Design of a Portable Pneumatic System for Wearable Healthcare Assistive Devices
Mentor: Panagiotis Polygerinos
Studying dynamic behaviors of a Pneumatic Linear Actuator (PLA) is important for any pneumatic-based applications. In this project, the group designed a linear actuator that will be coupled with a DC motor to empower an existing wearable, soft-actuated, robotic knee sleeve that has the capacity to dynamically adjust the position of knee joints in real-time preventing or allaying strains. A new design of a portable prototype of PLA will be researched and a method to fabricate such devices will be explored. Achieving a minimization of PLA will expand potential market value of soft-robotics industry.
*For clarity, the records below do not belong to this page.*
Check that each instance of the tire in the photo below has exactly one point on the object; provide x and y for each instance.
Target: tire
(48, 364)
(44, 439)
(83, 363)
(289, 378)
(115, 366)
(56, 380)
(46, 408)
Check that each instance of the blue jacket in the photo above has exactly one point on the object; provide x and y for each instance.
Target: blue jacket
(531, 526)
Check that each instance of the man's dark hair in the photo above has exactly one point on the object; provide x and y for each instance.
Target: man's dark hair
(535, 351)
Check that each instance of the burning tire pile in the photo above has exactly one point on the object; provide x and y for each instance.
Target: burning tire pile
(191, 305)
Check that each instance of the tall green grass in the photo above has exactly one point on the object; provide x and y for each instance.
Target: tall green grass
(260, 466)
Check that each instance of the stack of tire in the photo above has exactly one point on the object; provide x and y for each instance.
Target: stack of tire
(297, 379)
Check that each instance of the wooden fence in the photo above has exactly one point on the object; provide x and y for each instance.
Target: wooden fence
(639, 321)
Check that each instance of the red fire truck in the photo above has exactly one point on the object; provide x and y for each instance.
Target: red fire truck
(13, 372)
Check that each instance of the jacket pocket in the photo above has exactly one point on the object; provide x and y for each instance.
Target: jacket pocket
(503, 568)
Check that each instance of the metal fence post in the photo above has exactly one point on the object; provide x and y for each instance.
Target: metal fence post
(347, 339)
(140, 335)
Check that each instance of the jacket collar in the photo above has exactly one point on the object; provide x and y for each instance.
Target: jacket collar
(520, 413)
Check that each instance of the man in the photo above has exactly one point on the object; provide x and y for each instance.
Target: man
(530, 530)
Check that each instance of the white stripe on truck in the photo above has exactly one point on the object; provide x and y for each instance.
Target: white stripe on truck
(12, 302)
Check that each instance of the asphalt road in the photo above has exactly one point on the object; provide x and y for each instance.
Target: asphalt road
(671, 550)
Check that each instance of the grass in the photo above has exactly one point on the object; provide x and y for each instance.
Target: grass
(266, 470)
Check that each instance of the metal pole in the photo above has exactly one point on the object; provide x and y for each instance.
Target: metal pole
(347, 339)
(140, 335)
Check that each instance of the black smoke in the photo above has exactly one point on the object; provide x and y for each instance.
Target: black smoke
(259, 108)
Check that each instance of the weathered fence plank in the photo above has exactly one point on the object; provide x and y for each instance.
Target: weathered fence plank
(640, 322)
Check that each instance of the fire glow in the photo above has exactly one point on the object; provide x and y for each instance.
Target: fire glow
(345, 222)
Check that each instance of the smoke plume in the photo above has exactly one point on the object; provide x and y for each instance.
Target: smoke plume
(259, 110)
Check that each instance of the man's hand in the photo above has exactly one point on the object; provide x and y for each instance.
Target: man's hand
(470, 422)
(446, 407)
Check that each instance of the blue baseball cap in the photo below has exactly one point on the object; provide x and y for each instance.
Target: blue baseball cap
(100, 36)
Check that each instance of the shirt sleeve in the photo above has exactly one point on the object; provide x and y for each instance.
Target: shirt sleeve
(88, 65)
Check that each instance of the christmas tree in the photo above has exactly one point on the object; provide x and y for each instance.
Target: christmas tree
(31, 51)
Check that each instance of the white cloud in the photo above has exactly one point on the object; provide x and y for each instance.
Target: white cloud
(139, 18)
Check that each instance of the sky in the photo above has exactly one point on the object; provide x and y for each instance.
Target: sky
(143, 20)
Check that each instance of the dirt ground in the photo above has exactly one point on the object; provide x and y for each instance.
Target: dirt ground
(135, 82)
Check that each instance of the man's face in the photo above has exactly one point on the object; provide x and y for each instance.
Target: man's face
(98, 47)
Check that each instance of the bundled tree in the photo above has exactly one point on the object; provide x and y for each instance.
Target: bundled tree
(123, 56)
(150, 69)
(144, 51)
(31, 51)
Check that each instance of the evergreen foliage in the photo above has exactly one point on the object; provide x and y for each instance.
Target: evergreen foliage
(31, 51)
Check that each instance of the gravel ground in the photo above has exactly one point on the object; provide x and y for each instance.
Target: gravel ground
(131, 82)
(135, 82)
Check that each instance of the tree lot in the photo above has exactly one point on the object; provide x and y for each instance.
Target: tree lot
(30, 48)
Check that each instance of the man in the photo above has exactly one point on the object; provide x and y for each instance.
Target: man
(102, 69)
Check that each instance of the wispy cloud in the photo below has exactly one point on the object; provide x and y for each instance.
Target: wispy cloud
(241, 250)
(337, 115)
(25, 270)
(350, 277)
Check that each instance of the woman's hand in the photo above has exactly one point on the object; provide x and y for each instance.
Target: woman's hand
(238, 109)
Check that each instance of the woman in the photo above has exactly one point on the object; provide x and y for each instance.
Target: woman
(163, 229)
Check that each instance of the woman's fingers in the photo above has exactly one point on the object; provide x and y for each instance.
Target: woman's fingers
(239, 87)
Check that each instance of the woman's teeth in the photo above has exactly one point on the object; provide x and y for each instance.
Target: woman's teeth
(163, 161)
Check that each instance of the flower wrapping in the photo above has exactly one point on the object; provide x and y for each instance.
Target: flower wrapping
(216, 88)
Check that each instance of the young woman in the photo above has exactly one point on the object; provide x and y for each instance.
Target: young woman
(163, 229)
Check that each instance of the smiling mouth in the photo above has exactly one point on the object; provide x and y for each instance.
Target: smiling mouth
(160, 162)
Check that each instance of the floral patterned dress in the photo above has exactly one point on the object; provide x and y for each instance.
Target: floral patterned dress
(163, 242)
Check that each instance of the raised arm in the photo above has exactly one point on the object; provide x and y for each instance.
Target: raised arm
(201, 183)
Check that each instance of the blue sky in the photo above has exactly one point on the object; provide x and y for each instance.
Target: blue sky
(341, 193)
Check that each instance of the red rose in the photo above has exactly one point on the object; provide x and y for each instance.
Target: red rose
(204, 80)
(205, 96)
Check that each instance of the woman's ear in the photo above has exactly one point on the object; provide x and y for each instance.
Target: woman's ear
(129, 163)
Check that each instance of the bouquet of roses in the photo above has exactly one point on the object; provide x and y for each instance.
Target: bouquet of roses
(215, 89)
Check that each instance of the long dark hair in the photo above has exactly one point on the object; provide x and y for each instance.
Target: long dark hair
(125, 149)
Finite Element Modeling of Micro-scale Bending Testing of Nuclear Reactor Materials
Mentor: Pedro Peralta
Structural reliability of nuclear fuels is key for the development of safer nuclear reactors. In this work, mechanical behavior of Uranium Dioxide (UO2) is investigated by developing finite element (FE) models of test samples and using load-displacement results from the experiments to calibrate and validate material models that describe plasticity and creep of UO2. Micro-cantilever beam FE models have been created using actual sample geometries and the models verified via analytical methods, by first performing simulations in materials with elastic-perfectly plastic behavior. Research outcomes will help nuclear fuel manufacturers understand how fuel behavior affects the structural reliability of fuel rods.